Carter was beginning to understand.

  “Then why did you say not two days prior that you no longer wanted me to work for you?”

  Carter drew a few deep breaths and counted backwards from ten before he rounded the table and sat next to her on the bench, facing out. He felt her body stiffen when his leg brushed her hip. That was her second recoil from his touch, and it displeased him greatly. She needed to be taken in hand and punished. It was foolish for her to ignore the love he’d shown her and make outlandish assumptions from words he spoke under duress.

  With some difficulty, he squashed the urge to drag her to the woodshed a few yards away and give her a good paddling. Instead, he took one of her braids in his hand, carefully, as though she were a nervous filly he didn’t want to spook, and rubbed it between his thumb and forefinger. “I love these silly braids,” he muttered.

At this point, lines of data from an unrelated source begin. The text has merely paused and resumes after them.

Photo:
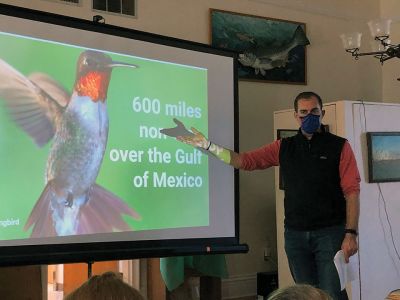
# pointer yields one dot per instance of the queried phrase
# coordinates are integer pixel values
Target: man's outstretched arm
(199, 140)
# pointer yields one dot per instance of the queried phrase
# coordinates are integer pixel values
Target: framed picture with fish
(270, 50)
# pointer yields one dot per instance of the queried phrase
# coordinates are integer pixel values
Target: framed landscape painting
(383, 156)
(270, 50)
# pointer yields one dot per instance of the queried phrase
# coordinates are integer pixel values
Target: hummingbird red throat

  She sniffled. He pulled the ribbon at the end and began to unbraid it tress by tress, willing her not to pull away. She remained stiff at his side but didn’t make any attempt to bolt. He finished and left that half of her hair loose down her back.

  “I love everything about you,” he continued. He rose to his feet and stood behind her. He unraveled her other braid slowly, still worried she might break away at any moment. While he worked on unbraiding her, he spoke. “I feel I have been forthright about my feelings for you, Anna, but it doesn’t seem you would agree from what you’ve been saying to me. Listen to me now! I love you very much and I want you with me. Nothing will change that.”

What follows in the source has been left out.